Knapp dreißig Besucher haben sich in dem komplett mit Holz verkleideten würfelförmigen Saal im dritten Untergeschoss eingefunden. Einige Stuttgarter Musiker darunter. Auskenner-Publikum, würde ich sagen. Die Band ist ein Trio: neben von Holtum am Bass und Gesang betätigt sich der Stuttgarter Holger Renz an der Gitarre und Oliver Prechtl am E-Piano und Keyboards. Am Sound und am Startknopf für die elektronischen Beats ist Max Braun tätig.

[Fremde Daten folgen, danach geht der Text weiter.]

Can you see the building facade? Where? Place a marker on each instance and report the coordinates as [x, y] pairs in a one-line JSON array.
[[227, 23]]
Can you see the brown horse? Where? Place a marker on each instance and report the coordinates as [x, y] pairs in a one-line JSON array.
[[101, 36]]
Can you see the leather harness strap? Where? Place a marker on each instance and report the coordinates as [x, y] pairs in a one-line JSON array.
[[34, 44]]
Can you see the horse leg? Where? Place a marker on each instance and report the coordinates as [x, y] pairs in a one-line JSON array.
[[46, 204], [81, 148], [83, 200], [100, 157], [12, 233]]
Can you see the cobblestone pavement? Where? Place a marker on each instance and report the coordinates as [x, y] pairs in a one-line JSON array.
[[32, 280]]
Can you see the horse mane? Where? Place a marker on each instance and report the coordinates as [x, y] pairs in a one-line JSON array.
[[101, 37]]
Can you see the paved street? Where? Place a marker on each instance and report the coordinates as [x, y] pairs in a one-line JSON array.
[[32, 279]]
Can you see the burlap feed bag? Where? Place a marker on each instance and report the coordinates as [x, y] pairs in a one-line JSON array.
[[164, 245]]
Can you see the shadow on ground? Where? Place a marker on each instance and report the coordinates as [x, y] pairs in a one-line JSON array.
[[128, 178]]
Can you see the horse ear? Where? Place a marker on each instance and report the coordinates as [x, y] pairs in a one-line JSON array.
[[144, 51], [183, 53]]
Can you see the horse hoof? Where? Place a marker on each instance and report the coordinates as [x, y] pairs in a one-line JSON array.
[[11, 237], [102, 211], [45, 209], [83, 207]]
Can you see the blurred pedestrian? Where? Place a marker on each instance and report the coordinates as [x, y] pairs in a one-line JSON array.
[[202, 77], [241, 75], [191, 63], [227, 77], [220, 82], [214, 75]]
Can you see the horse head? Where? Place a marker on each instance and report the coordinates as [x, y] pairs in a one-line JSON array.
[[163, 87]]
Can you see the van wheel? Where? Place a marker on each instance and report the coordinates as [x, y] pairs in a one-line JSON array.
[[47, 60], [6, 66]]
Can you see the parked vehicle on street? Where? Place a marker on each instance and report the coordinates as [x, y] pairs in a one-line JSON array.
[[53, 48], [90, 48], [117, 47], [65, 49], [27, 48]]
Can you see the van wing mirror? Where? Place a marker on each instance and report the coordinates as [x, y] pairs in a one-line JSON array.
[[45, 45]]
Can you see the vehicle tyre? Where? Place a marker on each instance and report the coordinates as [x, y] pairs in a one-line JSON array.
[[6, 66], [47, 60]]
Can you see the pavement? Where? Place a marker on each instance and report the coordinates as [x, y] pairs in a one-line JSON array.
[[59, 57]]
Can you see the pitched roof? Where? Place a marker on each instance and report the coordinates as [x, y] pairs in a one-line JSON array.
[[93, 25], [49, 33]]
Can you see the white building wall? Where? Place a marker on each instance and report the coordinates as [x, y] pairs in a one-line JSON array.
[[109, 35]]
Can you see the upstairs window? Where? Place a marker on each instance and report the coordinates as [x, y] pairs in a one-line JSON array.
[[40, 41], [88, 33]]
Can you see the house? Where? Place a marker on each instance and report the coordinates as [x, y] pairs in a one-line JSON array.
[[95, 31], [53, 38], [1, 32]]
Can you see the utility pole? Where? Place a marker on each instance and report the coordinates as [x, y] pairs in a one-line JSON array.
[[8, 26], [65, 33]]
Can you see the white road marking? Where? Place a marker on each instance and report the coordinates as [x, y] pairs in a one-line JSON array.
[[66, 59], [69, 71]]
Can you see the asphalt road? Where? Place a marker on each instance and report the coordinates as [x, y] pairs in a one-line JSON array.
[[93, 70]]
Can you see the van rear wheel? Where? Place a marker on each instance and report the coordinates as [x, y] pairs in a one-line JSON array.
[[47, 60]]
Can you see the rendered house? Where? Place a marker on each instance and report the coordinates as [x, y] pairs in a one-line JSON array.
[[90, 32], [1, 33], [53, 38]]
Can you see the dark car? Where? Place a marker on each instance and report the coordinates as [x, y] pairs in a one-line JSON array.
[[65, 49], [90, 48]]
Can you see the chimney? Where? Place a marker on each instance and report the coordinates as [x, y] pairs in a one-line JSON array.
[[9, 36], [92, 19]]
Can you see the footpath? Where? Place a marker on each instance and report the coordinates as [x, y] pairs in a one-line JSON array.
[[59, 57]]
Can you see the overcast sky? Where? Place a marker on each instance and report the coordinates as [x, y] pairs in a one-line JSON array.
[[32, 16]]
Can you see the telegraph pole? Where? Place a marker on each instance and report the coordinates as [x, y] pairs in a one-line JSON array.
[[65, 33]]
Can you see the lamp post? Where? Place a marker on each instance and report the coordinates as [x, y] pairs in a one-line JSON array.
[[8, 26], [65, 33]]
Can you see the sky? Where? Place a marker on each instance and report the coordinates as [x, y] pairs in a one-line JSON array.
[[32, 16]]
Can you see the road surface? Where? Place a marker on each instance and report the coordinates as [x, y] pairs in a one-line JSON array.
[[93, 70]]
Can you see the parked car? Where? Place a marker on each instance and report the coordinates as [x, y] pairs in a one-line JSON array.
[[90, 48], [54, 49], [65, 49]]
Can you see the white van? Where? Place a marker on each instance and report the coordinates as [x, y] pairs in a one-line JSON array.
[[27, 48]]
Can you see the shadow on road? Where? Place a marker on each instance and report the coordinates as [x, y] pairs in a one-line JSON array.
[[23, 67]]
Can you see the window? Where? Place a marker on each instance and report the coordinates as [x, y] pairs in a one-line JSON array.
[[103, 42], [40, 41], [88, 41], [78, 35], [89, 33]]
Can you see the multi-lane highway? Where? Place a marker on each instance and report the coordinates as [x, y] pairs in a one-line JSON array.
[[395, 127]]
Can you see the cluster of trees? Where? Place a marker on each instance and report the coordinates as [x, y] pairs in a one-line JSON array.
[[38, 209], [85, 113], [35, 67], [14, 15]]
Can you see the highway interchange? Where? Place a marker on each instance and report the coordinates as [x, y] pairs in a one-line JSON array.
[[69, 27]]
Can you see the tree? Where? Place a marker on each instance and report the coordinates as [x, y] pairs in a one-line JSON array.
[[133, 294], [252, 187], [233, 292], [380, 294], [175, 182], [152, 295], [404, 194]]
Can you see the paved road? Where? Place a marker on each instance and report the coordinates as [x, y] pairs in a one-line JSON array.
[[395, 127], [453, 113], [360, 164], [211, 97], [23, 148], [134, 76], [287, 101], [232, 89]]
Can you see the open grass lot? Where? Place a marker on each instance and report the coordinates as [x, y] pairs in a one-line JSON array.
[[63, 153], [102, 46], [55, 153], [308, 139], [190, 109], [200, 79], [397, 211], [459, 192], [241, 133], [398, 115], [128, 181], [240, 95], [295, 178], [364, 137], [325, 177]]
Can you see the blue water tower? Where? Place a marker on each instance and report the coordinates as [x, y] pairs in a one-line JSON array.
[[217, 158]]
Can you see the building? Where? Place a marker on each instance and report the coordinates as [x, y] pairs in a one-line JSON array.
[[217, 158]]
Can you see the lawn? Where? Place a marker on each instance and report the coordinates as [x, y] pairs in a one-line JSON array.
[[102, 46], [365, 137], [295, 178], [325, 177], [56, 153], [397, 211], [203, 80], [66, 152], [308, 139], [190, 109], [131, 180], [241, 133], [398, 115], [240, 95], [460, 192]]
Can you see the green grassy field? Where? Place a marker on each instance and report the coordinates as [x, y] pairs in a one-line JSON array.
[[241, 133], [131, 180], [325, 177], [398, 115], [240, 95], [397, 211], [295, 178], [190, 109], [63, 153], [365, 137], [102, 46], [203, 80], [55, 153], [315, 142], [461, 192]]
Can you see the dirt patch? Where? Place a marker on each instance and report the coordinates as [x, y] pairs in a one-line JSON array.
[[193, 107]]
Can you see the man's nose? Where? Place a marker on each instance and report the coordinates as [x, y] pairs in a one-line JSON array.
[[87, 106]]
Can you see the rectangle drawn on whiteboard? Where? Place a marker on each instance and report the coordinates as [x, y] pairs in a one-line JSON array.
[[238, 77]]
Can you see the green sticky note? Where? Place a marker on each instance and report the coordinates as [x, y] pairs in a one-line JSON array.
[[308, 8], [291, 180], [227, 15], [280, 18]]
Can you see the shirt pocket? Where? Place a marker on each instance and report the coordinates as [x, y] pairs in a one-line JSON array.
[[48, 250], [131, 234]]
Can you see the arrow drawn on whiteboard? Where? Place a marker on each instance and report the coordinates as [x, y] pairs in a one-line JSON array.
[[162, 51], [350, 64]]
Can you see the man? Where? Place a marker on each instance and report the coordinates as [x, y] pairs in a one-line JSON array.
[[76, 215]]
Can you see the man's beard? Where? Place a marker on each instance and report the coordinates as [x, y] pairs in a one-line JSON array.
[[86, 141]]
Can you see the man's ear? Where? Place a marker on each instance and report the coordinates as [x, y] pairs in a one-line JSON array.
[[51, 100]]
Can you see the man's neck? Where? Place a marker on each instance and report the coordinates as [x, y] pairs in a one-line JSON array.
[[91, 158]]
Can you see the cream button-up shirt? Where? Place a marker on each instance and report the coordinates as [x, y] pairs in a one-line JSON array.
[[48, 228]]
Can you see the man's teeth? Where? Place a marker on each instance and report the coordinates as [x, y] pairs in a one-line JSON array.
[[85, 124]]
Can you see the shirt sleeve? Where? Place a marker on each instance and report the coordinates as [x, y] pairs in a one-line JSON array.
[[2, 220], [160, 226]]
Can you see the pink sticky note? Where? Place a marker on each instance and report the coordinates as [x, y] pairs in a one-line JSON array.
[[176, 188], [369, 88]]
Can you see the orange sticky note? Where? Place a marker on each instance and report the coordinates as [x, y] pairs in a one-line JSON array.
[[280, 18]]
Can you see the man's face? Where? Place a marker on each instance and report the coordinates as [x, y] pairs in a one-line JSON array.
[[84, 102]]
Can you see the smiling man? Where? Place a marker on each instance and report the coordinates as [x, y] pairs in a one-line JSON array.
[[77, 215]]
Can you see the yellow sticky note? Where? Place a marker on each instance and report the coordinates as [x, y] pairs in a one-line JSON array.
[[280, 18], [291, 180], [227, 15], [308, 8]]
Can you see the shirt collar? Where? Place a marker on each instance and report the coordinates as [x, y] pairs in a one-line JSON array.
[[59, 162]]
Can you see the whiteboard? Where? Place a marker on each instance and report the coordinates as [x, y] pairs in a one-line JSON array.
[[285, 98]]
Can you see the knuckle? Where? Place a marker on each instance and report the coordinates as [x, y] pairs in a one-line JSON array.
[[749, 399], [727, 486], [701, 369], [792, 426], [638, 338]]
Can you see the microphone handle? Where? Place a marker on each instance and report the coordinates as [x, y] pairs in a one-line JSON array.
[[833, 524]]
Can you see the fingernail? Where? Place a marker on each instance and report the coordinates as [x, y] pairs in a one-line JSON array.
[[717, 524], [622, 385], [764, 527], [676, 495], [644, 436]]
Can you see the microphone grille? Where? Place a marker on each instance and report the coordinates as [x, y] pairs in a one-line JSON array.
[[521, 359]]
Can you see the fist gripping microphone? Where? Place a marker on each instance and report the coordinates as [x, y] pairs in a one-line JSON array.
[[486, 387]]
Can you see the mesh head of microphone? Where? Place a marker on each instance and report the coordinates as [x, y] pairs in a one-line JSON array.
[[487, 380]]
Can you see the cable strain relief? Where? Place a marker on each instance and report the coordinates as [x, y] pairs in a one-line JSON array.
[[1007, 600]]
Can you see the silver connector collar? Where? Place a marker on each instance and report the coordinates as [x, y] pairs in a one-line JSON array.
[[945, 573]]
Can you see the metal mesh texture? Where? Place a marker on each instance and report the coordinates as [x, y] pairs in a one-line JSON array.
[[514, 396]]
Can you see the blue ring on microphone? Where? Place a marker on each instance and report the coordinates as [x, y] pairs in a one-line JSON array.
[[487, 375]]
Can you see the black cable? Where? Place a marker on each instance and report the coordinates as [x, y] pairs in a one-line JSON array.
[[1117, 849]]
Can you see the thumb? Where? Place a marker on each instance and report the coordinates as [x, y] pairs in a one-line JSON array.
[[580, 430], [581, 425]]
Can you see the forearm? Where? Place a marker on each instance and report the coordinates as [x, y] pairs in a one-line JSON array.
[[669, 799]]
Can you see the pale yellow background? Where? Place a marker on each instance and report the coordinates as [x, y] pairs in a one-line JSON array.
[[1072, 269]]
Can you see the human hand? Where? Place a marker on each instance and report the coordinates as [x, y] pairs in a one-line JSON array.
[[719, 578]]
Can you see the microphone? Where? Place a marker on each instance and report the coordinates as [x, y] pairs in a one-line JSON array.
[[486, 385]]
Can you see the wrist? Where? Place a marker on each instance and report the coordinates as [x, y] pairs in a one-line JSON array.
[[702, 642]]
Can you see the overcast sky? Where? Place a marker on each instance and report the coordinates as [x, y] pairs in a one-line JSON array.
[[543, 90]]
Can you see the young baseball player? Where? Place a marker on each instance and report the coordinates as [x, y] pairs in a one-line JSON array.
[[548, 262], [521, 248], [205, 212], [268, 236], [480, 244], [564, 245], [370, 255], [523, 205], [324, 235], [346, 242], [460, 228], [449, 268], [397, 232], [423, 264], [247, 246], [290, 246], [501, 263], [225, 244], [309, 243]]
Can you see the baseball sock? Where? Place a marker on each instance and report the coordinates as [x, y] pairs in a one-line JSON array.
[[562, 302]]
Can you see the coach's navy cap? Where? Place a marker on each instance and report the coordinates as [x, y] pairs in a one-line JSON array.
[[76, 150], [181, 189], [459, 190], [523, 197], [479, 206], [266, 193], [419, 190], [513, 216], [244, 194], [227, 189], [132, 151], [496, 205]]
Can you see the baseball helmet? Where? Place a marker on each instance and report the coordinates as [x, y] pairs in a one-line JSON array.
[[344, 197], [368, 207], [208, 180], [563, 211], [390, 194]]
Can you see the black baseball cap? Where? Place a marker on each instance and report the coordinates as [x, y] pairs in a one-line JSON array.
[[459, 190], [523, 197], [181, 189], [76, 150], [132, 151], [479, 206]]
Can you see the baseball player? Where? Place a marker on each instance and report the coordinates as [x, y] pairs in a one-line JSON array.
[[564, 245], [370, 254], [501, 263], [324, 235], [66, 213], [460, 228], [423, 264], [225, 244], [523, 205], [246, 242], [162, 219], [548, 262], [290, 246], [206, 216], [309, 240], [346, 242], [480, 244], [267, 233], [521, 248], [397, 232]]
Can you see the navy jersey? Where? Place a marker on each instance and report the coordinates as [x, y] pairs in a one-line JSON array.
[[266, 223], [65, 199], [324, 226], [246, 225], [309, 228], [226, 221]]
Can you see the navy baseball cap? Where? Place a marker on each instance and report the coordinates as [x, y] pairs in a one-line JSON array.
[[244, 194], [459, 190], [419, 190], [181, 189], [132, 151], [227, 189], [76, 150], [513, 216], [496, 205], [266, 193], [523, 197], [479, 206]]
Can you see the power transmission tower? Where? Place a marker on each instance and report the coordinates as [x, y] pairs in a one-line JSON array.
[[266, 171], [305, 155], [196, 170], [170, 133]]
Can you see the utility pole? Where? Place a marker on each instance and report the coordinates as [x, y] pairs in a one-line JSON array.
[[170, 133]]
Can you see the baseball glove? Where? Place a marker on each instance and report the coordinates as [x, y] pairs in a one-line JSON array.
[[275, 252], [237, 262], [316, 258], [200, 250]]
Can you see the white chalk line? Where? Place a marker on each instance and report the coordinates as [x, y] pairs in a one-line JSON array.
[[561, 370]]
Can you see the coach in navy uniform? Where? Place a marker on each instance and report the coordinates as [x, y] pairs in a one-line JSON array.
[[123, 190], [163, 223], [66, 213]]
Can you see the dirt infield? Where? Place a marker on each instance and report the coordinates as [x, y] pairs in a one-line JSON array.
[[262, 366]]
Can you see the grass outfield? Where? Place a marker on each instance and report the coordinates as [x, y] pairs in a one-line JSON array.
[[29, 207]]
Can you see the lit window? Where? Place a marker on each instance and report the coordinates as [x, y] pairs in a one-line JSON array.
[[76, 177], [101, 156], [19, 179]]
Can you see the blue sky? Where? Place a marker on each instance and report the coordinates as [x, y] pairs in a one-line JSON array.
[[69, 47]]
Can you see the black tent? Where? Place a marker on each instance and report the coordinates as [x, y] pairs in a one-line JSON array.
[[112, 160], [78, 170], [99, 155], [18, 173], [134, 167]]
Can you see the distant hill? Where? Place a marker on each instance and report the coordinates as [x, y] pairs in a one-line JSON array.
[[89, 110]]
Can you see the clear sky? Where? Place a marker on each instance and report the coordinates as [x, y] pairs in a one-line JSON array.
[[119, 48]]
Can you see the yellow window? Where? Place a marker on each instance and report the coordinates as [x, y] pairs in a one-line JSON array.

Das Programm setzt sich tatsächlich weitgehend aus deutschen Schlagern zusammen, von den Dreißiger Jahren bis in die Gegenwart. Wobei hier kein Titel einfach nachgespielt, sondern eher als Quelle für eine freie Interpretation verwendet wird. Der Abend beginnt mit einem Instrumental im Dreivierteltakt, „Morphium“ von Michail Spoliansky. Es folgen – alles ganz locker aus der Hüfte gespielt – eigene Titel wie „Louis Vuittons Tattoo“ oder das forsch gerappte „Sie kriegen uns nie“, aber auch „In der Nacht ist der Mensch nicht gern allein“ (von der erwähnten Rökk), Kraftwerks krautrockiges „Radioland“ und das durch Heidi Brühl bekannt gewordene „Wir wollten niemals auseinander gehen“. Neben einer – angesichts der knappen Instrumentierung – erstaunlichen musikalischen Varianz, bestechen vor allem die unglaublich witzigen und pointierten Texte. So erhält zum Beispiel der durch Trude Hesterberg bekannte idyllische Schlager „Die kleine Stadt“ durch Textors Eingriff so herrlich abgründige Zeilen wie:
Das Motto hier von allen heißt: Leben zieh vorbei,
und sollt es wem entfallen, weiß es die Polizei.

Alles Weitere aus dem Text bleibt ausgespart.